Whole Genome Nanopore-Seq or PacBio assembly
- cd <where-do-you-wanna-go?>
- git clone https://github.com/joacjo/ONT_assembly.git
- Edit config.yaml (i.e. set the directory of Fastq files)
- Ensure that each genome file in the Fastq file (only PacBio or Nanopore format) directory is named accordingly:
- `fastqdirectory/yersinia.fastq` or `fastqdirectory/yersinia.sample2.fastq`. Basically, the Sample/Genome identifier needs to be separated from any other information in the file with a dot.
- Setup the id2size as comma-seperated with the Genome identifier (i.e. yersinia)
$cat id2size
yersinia,3.9m
ecoli,3.8m
etc.
$ snakemake -s Snakefile -j --use-conda --use-envmodules
01_canu/*/ONT.contigs.fasta
01_canu/*/ONT.contigs.layout.tigInfo
01_canu/*/ONT.correctedReads.fasta.gz
Inspiration from here: https://bpa-csiro-workshops.github.io/intro-ngs-manuals/modules/btp-module-denovo-canu/denovo_canu/
- Hybrid assembly and Plasmid assembly with Flye https://github.com/fenderglass/Flye
- Add a module to the Flow with the Circlator feature for polishing Circular Genomes (https://github.com/sanger-pathogens/circlator)
- An integrative assembly module with Paired-end Reads for polishing long read assemblies - Turns out Racon is a good option: (https://github.com/isovic/racon)
Circlator Notes: The input is a genome assembly in FASTA format and corrected PacBio or nanopore reads in FASTA or FASTQ format.

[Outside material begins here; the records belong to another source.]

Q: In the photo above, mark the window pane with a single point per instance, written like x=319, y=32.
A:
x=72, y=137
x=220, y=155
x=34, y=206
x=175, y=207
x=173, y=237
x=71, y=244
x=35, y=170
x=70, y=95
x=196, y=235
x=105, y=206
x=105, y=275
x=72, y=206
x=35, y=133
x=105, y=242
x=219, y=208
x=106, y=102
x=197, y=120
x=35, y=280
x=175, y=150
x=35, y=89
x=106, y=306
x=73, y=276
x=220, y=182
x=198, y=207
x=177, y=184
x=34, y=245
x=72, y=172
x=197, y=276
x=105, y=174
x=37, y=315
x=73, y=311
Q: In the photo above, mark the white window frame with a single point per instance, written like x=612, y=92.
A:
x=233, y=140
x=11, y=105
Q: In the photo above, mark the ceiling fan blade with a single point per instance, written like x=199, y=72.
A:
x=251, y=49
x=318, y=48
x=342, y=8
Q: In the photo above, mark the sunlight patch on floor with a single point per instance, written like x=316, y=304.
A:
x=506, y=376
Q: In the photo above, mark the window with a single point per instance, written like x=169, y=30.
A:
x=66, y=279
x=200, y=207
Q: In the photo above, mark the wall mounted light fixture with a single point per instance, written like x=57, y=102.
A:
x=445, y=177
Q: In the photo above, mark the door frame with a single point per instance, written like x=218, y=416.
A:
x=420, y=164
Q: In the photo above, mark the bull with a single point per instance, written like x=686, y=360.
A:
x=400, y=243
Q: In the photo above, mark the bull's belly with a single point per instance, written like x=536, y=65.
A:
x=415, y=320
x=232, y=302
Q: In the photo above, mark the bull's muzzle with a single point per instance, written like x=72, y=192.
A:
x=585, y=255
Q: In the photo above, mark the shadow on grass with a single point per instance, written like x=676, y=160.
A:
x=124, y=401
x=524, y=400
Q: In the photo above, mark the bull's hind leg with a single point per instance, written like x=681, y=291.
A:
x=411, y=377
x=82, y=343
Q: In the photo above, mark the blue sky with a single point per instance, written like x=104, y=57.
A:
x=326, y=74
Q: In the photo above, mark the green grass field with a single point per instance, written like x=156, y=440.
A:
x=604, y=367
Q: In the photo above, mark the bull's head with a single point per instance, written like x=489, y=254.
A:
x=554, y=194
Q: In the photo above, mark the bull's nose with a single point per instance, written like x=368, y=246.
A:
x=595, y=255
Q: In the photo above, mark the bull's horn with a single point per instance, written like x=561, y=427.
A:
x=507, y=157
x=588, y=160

Circlator will attempt to identify each circular sequence and output a linearised version of it. It does this by assembling all reads that map to contig ends and comparing the resulting contigs with the input assembly.
The input assembly must not be too fragmented. Although Circlator will join contigs together, whenever it can identify contigs that can be unambiguously joined, its main aim is to circularize the core genome and plasmids.